One thing that I've really appreciated is there's been a lot of accessibility to conversations and discussions from poets, public intellectuals, people who are doing different kinds of really incredible work. One of those people is the poet Dionne Brand. There's an essay that she shared where she writes, “What COVID-19 has done is expose even further the endoskeleton of the world,” and I thought a lot about that. There has been this skeleton, or this shell that maybe a lot of people haven't seen or haven't noticed for various reasons. Again, capitalism or this myth of white supremacy.
Now like in the Wizard of Oz, the veil has been pulled back. People, now can see it. The issue is: now that you've seen it, what are you going to do about it? And when I'm talking about people, I'm talking more specifically non-Black and non-Native people because I think it's important to recognize that it is non-Black, non-Native people who need to reckon with the way that we've built this society.
Is there anything else that you're working on currently that you're excited about?
One thing that I've kind of started doing is moving away from poetry into doing other kinds of creative work. For me, that looks like doing these kinds of workshops, having conversations with people in other fields. One particular area that I've become really obsessed with is geography. I love reading the work of Black, Indigenous geographers. It’s where I've found some of the most radical work is in this area. I'm really interested in that and rethinking these terms, the way that we define certain things, even geography itself, and its proximity to colonialism and whiteness. That's affected a lot of the work that I want to do. I have a project on the horizon that has a lot to do with working on these areas of relationships, to land, to water, to non-human life and becoming more aware of and more intentional about the way that we relate to space and to the space around us.
That's great. Also, it doesn't surprise me that these are the projects you're interested in, because all of your work always references the land and geography and space. So it's really great that you're gonna continue that. That's really interesting to me, too.

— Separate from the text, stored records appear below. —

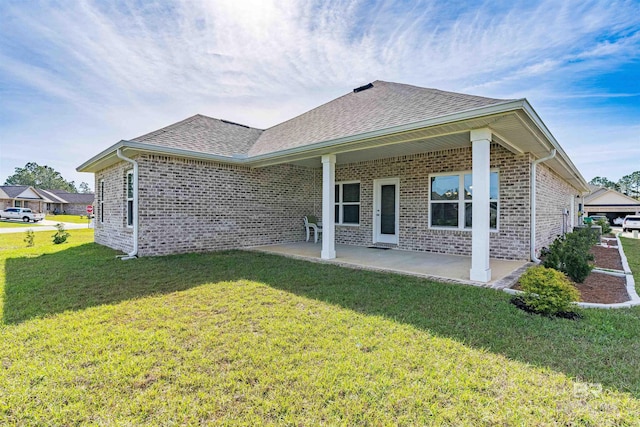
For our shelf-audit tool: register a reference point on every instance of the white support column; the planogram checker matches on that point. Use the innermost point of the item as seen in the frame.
(480, 143)
(328, 206)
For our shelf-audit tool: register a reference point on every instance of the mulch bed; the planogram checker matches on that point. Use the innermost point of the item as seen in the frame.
(607, 257)
(600, 287)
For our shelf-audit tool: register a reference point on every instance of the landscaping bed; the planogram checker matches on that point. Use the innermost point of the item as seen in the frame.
(598, 287)
(607, 257)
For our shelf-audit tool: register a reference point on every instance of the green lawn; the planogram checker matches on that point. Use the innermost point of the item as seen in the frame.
(77, 219)
(245, 338)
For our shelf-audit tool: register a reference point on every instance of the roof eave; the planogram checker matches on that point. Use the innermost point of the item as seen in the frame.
(100, 161)
(581, 183)
(434, 121)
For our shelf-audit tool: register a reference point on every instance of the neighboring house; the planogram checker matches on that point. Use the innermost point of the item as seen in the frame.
(45, 201)
(612, 203)
(394, 164)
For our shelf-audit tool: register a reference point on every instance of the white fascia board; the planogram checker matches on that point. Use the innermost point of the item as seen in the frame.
(89, 165)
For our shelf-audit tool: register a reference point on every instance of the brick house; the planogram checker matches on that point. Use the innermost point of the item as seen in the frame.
(394, 164)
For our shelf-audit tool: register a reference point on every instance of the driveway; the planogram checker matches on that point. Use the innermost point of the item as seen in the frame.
(629, 234)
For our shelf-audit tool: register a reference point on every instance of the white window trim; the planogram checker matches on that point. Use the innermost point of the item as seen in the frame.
(129, 199)
(101, 201)
(461, 201)
(340, 203)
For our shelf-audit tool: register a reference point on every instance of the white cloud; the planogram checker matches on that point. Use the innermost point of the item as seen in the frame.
(91, 73)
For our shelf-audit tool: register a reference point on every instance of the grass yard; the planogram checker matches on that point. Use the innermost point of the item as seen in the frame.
(76, 219)
(246, 338)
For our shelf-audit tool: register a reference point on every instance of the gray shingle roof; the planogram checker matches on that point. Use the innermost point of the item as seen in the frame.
(382, 106)
(14, 190)
(204, 135)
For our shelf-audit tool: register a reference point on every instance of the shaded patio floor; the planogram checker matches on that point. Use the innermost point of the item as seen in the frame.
(448, 268)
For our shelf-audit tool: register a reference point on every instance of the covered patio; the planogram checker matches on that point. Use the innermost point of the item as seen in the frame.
(441, 267)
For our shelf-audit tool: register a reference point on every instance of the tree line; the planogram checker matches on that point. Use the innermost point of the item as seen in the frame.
(628, 184)
(46, 178)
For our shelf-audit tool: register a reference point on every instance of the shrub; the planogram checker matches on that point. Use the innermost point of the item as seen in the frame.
(606, 227)
(29, 237)
(547, 291)
(570, 254)
(61, 235)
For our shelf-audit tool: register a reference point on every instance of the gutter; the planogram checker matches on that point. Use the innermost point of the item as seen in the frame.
(134, 253)
(532, 204)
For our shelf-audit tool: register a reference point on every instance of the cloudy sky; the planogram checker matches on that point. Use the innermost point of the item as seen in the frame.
(78, 76)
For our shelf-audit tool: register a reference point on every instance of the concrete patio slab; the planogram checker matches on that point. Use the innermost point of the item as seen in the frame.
(442, 267)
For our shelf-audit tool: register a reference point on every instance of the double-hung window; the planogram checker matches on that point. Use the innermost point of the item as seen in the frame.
(347, 203)
(130, 199)
(451, 200)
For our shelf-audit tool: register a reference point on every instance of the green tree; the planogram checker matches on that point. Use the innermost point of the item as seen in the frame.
(43, 177)
(84, 187)
(630, 184)
(605, 182)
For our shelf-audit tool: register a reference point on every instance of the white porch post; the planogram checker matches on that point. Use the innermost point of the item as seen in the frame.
(328, 203)
(480, 268)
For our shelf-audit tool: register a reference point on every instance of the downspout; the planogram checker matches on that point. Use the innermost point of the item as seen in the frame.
(134, 253)
(532, 237)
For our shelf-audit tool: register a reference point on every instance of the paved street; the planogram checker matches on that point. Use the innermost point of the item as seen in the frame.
(39, 226)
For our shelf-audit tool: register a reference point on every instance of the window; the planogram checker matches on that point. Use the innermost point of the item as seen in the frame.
(130, 199)
(451, 200)
(101, 201)
(347, 211)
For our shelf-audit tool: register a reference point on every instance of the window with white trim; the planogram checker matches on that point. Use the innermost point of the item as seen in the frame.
(451, 200)
(347, 203)
(101, 201)
(130, 198)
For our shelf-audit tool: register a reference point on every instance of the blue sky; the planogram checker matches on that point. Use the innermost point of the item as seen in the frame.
(78, 76)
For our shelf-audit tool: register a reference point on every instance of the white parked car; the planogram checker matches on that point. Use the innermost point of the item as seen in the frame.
(24, 214)
(631, 222)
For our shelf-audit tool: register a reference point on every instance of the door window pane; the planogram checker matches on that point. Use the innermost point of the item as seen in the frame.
(493, 215)
(388, 209)
(351, 214)
(351, 192)
(468, 186)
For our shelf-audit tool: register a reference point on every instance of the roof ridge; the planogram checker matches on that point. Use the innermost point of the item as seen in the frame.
(166, 128)
(186, 121)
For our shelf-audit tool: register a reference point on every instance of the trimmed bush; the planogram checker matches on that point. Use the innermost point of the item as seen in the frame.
(61, 235)
(606, 227)
(570, 254)
(29, 238)
(548, 291)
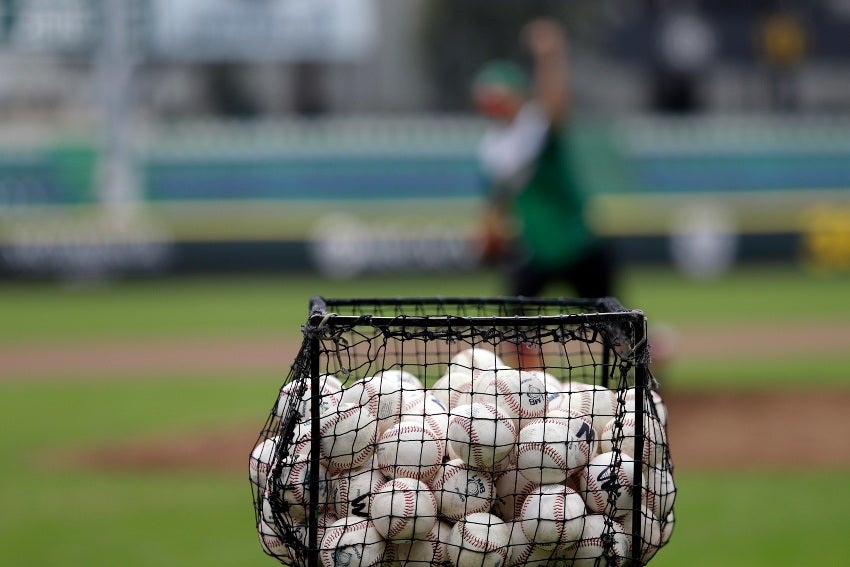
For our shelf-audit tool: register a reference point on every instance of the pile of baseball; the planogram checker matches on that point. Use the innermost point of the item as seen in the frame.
(490, 466)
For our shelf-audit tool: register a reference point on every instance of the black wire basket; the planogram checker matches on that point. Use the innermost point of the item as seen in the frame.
(466, 431)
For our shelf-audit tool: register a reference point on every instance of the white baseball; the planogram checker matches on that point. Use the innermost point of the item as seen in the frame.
(519, 394)
(348, 436)
(465, 391)
(552, 516)
(428, 411)
(350, 492)
(654, 438)
(398, 379)
(481, 435)
(260, 461)
(522, 552)
(479, 540)
(589, 550)
(603, 482)
(351, 542)
(447, 389)
(460, 490)
(381, 396)
(290, 399)
(410, 450)
(511, 489)
(403, 509)
(549, 450)
(431, 550)
(597, 402)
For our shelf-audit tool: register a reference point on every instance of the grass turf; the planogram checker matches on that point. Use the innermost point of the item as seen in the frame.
(72, 517)
(250, 306)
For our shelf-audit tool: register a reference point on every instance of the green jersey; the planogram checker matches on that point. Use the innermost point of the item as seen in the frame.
(529, 167)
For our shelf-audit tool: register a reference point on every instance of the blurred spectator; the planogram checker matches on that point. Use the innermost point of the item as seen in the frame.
(684, 46)
(782, 43)
(536, 218)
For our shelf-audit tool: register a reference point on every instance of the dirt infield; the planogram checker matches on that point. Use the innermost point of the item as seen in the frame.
(708, 430)
(128, 359)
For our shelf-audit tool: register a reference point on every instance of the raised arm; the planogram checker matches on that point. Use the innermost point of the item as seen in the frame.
(546, 41)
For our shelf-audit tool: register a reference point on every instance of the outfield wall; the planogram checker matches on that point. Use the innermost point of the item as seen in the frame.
(367, 193)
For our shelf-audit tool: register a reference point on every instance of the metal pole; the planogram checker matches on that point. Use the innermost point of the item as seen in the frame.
(641, 358)
(117, 189)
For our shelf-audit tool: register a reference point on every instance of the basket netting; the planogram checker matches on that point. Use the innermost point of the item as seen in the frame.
(458, 431)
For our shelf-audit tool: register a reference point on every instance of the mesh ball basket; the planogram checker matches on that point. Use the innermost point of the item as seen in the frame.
(466, 431)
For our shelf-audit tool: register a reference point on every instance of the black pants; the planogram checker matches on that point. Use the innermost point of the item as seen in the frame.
(591, 275)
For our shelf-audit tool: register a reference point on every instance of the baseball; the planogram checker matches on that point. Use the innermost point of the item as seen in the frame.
(427, 411)
(432, 550)
(403, 509)
(460, 490)
(590, 549)
(481, 435)
(603, 482)
(548, 450)
(479, 540)
(448, 389)
(351, 542)
(397, 379)
(599, 403)
(519, 394)
(511, 489)
(348, 436)
(351, 491)
(260, 461)
(381, 394)
(522, 552)
(552, 516)
(410, 450)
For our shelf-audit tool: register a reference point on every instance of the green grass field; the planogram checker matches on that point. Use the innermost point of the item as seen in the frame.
(56, 515)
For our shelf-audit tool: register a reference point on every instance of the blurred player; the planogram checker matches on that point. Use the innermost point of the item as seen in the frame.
(536, 221)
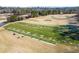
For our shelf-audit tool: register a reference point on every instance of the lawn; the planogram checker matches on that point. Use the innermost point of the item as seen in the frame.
(63, 34)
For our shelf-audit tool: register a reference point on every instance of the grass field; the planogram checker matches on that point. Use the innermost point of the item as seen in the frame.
(53, 34)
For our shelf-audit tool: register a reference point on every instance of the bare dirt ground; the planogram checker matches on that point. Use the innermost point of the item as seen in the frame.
(17, 44)
(50, 20)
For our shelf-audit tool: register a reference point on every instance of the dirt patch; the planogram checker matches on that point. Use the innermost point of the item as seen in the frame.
(10, 43)
(50, 20)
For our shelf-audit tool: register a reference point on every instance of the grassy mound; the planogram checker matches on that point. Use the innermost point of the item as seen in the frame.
(64, 34)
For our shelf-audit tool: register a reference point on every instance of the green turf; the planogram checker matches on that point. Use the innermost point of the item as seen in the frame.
(52, 34)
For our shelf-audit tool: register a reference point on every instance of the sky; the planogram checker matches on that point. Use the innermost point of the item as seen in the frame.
(39, 3)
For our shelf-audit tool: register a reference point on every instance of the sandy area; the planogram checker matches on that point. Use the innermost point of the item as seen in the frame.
(50, 20)
(19, 43)
(16, 43)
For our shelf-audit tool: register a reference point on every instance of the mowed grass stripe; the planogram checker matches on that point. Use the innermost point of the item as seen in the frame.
(46, 33)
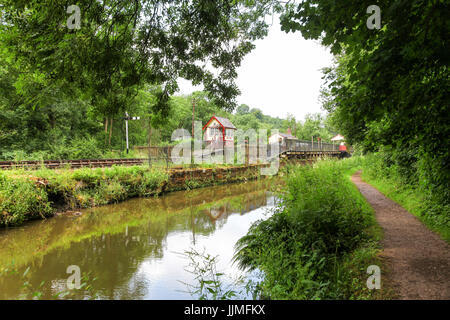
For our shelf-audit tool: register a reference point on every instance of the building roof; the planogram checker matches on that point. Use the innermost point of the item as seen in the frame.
(223, 121)
(288, 136)
(337, 138)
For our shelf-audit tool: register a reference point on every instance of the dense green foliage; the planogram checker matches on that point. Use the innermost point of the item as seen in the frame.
(388, 90)
(26, 195)
(384, 172)
(318, 242)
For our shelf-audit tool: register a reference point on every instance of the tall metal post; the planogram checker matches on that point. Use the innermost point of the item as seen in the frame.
(126, 129)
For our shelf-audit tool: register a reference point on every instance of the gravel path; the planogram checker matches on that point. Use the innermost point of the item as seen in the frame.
(418, 260)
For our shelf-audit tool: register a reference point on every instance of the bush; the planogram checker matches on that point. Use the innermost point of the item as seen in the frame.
(21, 199)
(321, 222)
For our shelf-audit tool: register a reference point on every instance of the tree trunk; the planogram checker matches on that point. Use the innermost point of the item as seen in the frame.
(106, 129)
(110, 132)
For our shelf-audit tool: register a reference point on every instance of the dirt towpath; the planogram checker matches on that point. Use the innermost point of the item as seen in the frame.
(417, 259)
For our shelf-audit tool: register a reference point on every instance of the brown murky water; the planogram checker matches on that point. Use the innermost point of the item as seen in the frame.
(132, 248)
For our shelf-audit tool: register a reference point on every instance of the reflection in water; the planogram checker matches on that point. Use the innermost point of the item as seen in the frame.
(133, 248)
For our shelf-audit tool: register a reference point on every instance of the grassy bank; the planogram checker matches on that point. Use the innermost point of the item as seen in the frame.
(34, 194)
(413, 192)
(26, 195)
(319, 242)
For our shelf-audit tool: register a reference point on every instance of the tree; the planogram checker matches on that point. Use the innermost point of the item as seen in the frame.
(122, 45)
(389, 86)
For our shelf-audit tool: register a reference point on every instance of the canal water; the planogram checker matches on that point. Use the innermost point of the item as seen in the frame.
(135, 249)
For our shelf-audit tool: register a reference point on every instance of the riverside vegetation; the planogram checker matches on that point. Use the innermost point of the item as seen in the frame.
(34, 194)
(320, 240)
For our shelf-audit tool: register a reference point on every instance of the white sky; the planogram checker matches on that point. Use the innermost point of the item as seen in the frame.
(281, 75)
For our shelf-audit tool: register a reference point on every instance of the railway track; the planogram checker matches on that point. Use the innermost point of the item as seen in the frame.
(74, 164)
(101, 163)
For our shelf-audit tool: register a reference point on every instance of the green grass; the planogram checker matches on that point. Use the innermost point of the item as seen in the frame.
(435, 216)
(319, 242)
(26, 194)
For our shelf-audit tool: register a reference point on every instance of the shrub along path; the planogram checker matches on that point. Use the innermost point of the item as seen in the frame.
(417, 259)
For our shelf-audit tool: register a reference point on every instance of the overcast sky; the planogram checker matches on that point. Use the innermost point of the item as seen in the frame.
(281, 75)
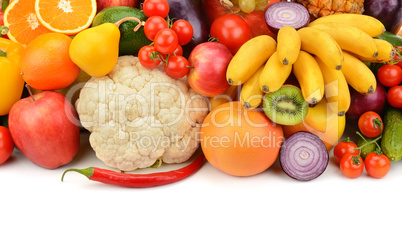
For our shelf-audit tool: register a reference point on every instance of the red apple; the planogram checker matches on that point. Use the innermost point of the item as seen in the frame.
(45, 129)
(209, 61)
(101, 4)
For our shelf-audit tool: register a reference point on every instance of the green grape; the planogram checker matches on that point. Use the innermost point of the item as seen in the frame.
(261, 4)
(247, 6)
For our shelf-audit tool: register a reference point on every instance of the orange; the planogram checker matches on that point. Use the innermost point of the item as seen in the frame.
(240, 142)
(21, 20)
(66, 16)
(46, 64)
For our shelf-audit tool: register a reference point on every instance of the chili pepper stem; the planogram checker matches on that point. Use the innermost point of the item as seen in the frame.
(88, 172)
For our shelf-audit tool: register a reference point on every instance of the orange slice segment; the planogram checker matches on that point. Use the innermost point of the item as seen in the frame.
(66, 16)
(21, 20)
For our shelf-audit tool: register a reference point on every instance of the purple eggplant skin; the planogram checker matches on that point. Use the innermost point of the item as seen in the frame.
(192, 11)
(383, 10)
(397, 18)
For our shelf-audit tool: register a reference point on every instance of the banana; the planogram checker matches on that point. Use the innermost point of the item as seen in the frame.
(289, 43)
(358, 75)
(310, 78)
(274, 74)
(249, 58)
(386, 52)
(251, 94)
(321, 44)
(229, 95)
(350, 38)
(336, 89)
(368, 24)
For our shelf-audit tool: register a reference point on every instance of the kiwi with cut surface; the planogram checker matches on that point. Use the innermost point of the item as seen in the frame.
(286, 106)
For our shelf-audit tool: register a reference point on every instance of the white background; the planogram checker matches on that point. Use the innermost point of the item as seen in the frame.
(33, 195)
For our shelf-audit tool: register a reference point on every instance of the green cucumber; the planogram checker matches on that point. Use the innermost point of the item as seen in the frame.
(369, 148)
(130, 41)
(391, 143)
(395, 40)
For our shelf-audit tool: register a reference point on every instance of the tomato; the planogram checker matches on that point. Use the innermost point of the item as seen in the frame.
(369, 124)
(352, 165)
(394, 96)
(153, 25)
(178, 51)
(177, 66)
(184, 31)
(345, 147)
(166, 41)
(389, 75)
(155, 8)
(147, 56)
(376, 165)
(6, 144)
(231, 30)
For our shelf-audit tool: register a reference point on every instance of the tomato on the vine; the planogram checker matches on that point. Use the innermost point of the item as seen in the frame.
(389, 75)
(148, 57)
(177, 66)
(376, 165)
(370, 124)
(352, 165)
(155, 8)
(345, 147)
(231, 30)
(184, 31)
(394, 96)
(153, 25)
(6, 144)
(166, 41)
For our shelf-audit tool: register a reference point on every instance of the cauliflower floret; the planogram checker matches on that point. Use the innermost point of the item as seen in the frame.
(136, 116)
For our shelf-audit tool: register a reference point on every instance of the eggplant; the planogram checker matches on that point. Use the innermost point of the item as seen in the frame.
(192, 11)
(383, 10)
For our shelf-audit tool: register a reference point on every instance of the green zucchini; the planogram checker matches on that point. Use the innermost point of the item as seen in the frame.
(130, 41)
(395, 40)
(391, 142)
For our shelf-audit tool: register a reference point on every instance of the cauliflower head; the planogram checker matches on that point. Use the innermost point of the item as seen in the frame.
(137, 116)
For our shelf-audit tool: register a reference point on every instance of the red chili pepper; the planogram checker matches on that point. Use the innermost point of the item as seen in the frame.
(139, 180)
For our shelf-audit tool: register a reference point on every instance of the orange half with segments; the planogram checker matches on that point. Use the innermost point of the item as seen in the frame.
(65, 16)
(21, 20)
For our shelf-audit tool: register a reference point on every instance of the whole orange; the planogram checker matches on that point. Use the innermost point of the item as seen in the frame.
(240, 142)
(46, 64)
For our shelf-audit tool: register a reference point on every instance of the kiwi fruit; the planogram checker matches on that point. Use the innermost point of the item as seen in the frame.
(286, 106)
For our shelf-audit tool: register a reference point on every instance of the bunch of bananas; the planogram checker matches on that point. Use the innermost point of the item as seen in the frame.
(325, 57)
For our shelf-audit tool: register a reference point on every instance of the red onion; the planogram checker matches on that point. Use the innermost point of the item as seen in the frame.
(303, 156)
(282, 14)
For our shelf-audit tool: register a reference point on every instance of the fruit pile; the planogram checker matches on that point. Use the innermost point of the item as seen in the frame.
(283, 80)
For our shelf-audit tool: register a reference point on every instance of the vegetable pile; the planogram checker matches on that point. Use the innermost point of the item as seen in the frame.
(245, 82)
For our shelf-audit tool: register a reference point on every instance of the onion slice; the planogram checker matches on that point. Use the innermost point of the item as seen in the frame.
(303, 156)
(283, 14)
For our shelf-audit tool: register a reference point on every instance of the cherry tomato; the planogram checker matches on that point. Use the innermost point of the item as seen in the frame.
(177, 67)
(369, 124)
(394, 96)
(145, 54)
(6, 144)
(153, 25)
(184, 31)
(389, 75)
(166, 41)
(376, 165)
(178, 51)
(345, 147)
(155, 8)
(231, 30)
(352, 165)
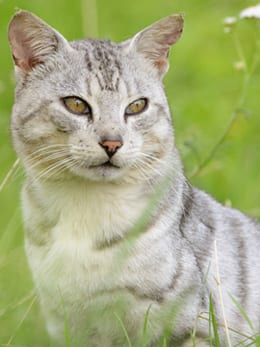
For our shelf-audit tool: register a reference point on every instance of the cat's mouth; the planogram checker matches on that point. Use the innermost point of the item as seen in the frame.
(107, 165)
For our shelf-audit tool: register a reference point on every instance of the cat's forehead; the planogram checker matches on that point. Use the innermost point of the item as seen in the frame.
(103, 60)
(100, 53)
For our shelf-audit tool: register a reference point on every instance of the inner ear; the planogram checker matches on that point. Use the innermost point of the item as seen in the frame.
(155, 41)
(31, 40)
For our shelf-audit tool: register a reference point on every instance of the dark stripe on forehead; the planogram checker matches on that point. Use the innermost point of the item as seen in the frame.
(105, 64)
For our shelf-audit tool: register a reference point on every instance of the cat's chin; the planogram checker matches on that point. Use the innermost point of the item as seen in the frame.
(102, 173)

Obviously, it has affected me a lot. It's important to recognize our relationship to these places that it's not just a place where we live. In some senses, it's a metaphysical experience of being able to relate to the histories of the land and the story that it holds, and the stories of non-human life as well. Capitalism, especially, has not allowed us to do that. Capitalism has an extremely extractive relationship to the land and to water because it just wants to take resources and exploit them. It's important to rethink that relationship, or not view land or water as a source for extraction.